Roy hoped that maybe she’d wanted the dog dead for some reason. Maybe she’d grown tired of feeding him or accidentally petting those hard body lumps that old dogs get.
“I’m sorry.” Roy tucked his chin in shame. “He came out of nowhere. I didn’t even have a chance to brake. I’m sorry. Let me give you some money for a new dog.” He reached for his wallet. He was broke. “What does a dog cost?” There was sixteen bucks in his wallet.
“Two hundred and fifty dollars,” Susanne said. She carried the dog into the living room. “For a mutt.”
“Oh.” He fumbled and followed her. Two hundred and fifty seemed like robbery. “Can I write you a check?” He had two hundred and sixty-seven dollars in his bank account. If he wanted, he could go to an ATM tonight and withdraw it all, long before she could cash his check.
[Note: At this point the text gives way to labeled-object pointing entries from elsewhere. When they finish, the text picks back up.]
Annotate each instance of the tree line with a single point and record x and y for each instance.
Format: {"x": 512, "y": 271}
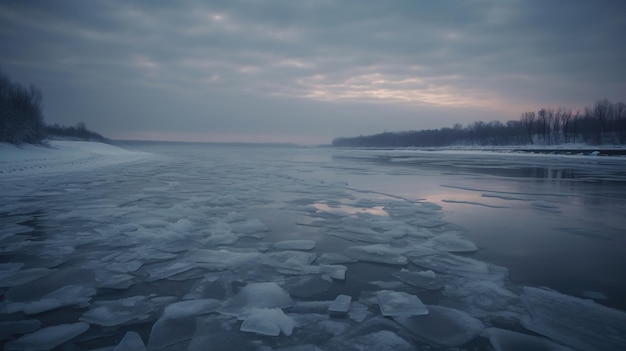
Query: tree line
{"x": 602, "y": 123}
{"x": 22, "y": 120}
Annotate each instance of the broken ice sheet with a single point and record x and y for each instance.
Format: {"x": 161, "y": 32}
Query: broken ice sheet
{"x": 9, "y": 328}
{"x": 378, "y": 253}
{"x": 397, "y": 303}
{"x": 590, "y": 326}
{"x": 507, "y": 340}
{"x": 65, "y": 296}
{"x": 256, "y": 295}
{"x": 116, "y": 312}
{"x": 450, "y": 242}
{"x": 460, "y": 266}
{"x": 218, "y": 260}
{"x": 340, "y": 305}
{"x": 131, "y": 342}
{"x": 442, "y": 325}
{"x": 48, "y": 338}
{"x": 266, "y": 321}
{"x": 423, "y": 279}
{"x": 294, "y": 245}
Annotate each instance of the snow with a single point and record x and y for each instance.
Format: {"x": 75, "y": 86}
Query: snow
{"x": 398, "y": 303}
{"x": 61, "y": 157}
{"x": 48, "y": 338}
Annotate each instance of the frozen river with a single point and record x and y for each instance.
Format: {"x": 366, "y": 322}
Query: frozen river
{"x": 210, "y": 247}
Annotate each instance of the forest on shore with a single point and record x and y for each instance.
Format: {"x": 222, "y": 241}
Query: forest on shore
{"x": 603, "y": 123}
{"x": 22, "y": 120}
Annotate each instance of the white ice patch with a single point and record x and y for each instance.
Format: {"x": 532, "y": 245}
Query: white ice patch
{"x": 379, "y": 253}
{"x": 294, "y": 245}
{"x": 256, "y": 295}
{"x": 444, "y": 326}
{"x": 48, "y": 338}
{"x": 589, "y": 326}
{"x": 397, "y": 303}
{"x": 267, "y": 321}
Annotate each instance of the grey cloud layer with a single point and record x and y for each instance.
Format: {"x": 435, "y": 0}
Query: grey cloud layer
{"x": 476, "y": 54}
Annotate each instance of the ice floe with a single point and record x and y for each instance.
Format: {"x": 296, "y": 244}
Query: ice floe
{"x": 378, "y": 253}
{"x": 442, "y": 325}
{"x": 579, "y": 323}
{"x": 256, "y": 295}
{"x": 397, "y": 303}
{"x": 48, "y": 338}
{"x": 266, "y": 321}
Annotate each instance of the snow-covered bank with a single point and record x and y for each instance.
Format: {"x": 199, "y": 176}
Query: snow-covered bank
{"x": 60, "y": 156}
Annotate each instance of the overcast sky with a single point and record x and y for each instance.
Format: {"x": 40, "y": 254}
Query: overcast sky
{"x": 309, "y": 71}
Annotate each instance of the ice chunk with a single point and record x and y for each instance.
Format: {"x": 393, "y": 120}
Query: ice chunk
{"x": 380, "y": 340}
{"x": 358, "y": 312}
{"x": 167, "y": 269}
{"x": 506, "y": 340}
{"x": 288, "y": 259}
{"x": 267, "y": 321}
{"x": 340, "y": 305}
{"x": 306, "y": 286}
{"x": 378, "y": 253}
{"x": 333, "y": 258}
{"x": 48, "y": 338}
{"x": 18, "y": 327}
{"x": 130, "y": 342}
{"x": 295, "y": 245}
{"x": 450, "y": 242}
{"x": 220, "y": 259}
{"x": 250, "y": 227}
{"x": 444, "y": 326}
{"x": 190, "y": 308}
{"x": 424, "y": 279}
{"x": 460, "y": 266}
{"x": 257, "y": 295}
{"x": 595, "y": 295}
{"x": 65, "y": 296}
{"x": 397, "y": 303}
{"x": 117, "y": 312}
{"x": 579, "y": 323}
{"x": 24, "y": 276}
{"x": 484, "y": 298}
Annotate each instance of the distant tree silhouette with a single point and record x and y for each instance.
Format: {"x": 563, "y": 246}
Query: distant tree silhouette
{"x": 602, "y": 123}
{"x": 21, "y": 119}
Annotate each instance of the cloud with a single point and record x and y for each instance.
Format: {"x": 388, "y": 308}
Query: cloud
{"x": 408, "y": 58}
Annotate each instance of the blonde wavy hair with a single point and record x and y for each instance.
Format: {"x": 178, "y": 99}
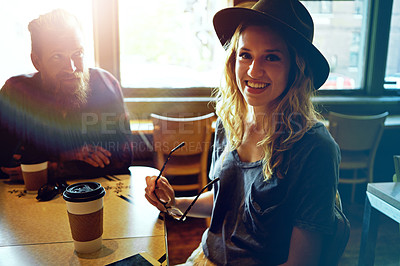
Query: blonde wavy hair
{"x": 293, "y": 111}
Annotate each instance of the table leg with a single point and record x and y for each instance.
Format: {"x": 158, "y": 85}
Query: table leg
{"x": 368, "y": 234}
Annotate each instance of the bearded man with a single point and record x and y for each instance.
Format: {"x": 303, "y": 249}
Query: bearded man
{"x": 65, "y": 113}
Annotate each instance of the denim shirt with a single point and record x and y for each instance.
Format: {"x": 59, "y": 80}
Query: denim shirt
{"x": 252, "y": 218}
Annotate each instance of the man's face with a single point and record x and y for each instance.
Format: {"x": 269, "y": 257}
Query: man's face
{"x": 62, "y": 70}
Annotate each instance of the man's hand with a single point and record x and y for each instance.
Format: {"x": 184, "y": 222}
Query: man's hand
{"x": 93, "y": 155}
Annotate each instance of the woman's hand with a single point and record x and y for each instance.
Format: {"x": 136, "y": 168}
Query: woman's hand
{"x": 93, "y": 155}
{"x": 164, "y": 191}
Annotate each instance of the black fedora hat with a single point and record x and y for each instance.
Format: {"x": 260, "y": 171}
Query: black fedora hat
{"x": 289, "y": 16}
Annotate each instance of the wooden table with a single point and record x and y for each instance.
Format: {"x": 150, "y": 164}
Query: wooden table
{"x": 38, "y": 233}
{"x": 382, "y": 198}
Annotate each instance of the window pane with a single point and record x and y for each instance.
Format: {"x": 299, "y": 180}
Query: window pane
{"x": 170, "y": 45}
{"x": 392, "y": 76}
{"x": 15, "y": 47}
{"x": 339, "y": 35}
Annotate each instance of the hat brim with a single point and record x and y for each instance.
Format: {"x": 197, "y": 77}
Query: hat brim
{"x": 227, "y": 20}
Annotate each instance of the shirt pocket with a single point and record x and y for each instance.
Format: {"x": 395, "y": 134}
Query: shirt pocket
{"x": 264, "y": 213}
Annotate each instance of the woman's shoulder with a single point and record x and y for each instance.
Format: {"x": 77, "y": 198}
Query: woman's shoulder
{"x": 319, "y": 138}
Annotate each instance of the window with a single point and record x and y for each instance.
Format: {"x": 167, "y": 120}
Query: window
{"x": 15, "y": 47}
{"x": 170, "y": 45}
{"x": 392, "y": 75}
{"x": 338, "y": 27}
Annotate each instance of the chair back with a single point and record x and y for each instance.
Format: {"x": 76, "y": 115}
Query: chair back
{"x": 334, "y": 245}
{"x": 357, "y": 133}
{"x": 170, "y": 132}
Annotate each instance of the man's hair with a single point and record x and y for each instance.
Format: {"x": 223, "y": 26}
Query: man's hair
{"x": 55, "y": 21}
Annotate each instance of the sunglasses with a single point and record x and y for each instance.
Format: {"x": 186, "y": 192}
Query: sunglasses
{"x": 173, "y": 211}
{"x": 50, "y": 190}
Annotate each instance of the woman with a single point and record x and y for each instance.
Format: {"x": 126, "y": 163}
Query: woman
{"x": 278, "y": 166}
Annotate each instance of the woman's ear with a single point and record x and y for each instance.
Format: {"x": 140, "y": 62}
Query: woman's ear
{"x": 35, "y": 61}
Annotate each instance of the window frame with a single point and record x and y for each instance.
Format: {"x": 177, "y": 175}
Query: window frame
{"x": 378, "y": 19}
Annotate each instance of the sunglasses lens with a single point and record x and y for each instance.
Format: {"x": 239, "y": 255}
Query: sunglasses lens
{"x": 175, "y": 213}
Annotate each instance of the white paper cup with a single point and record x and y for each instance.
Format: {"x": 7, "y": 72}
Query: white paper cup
{"x": 85, "y": 214}
{"x": 34, "y": 175}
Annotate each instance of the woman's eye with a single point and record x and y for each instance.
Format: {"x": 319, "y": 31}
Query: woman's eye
{"x": 272, "y": 57}
{"x": 245, "y": 55}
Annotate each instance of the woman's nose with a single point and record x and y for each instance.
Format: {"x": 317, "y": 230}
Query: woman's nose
{"x": 256, "y": 69}
{"x": 70, "y": 65}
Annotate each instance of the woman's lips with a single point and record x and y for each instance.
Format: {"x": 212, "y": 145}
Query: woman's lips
{"x": 256, "y": 87}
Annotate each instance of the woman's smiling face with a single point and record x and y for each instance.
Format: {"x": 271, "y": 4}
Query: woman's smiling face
{"x": 262, "y": 65}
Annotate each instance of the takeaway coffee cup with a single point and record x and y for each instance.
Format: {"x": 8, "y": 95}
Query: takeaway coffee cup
{"x": 34, "y": 175}
{"x": 85, "y": 213}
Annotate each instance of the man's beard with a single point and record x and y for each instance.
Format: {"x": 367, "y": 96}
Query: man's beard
{"x": 68, "y": 97}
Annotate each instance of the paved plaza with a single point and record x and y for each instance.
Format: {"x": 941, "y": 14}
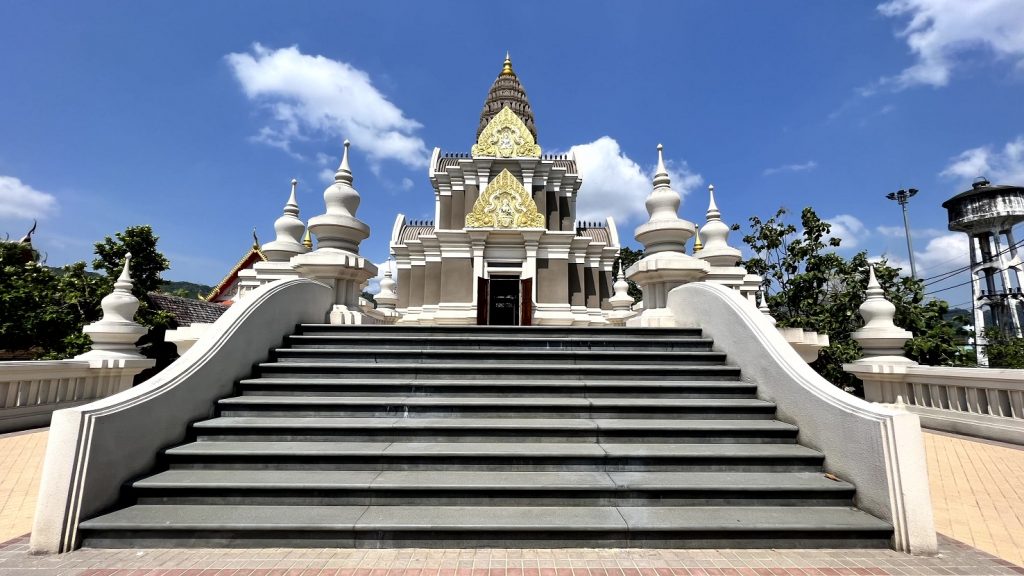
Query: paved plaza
{"x": 976, "y": 491}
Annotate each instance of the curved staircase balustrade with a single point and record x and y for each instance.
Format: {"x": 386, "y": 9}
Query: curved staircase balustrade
{"x": 879, "y": 450}
{"x": 94, "y": 449}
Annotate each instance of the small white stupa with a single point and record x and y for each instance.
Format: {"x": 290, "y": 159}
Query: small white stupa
{"x": 880, "y": 338}
{"x": 114, "y": 335}
{"x": 336, "y": 260}
{"x": 665, "y": 264}
{"x": 724, "y": 259}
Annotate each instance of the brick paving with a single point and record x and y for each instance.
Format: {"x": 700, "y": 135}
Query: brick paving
{"x": 20, "y": 467}
{"x": 976, "y": 490}
{"x": 978, "y": 493}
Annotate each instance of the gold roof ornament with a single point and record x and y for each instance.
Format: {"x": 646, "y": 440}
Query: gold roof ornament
{"x": 507, "y": 68}
{"x": 506, "y": 136}
{"x": 505, "y": 203}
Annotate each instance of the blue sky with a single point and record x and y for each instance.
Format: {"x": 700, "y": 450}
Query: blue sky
{"x": 194, "y": 117}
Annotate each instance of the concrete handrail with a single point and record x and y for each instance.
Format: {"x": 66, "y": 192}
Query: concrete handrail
{"x": 879, "y": 450}
{"x": 94, "y": 449}
{"x": 981, "y": 402}
{"x": 31, "y": 391}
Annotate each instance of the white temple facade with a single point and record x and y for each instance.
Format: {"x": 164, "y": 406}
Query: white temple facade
{"x": 505, "y": 247}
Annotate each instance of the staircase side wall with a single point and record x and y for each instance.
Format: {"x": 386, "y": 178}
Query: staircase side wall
{"x": 879, "y": 450}
{"x": 94, "y": 449}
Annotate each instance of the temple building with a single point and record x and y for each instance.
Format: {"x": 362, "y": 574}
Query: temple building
{"x": 505, "y": 247}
Susanne covered Curtains with an afghan that had been draped across the couch. She crouched in front of the dog, shielding him from Roy. What a thing for her dog to do—run out in front of a stranger’s car and open himself up. What desperation. Curtains should have come to her, Susanne thought foolishly. Don’t go to strangers, Curtains. There was blood on Roy’s jacket. Blood on her arm, in her hair. Curtains’s insides made pornographically public. Death really was mortifying. “A check is fine. Make it out to Susanne Martin.”
“Susanne Martin. Certainly.” He found a seat and began to write.
One surprisingly rigid paw stuck out from beneath the blanket. She knew the paw well, dipped in white fur, claws that alternated black, ivory, black, ivory. A piano on her dog’s foot. She felt the dog lose his heat. She felt his body go cold.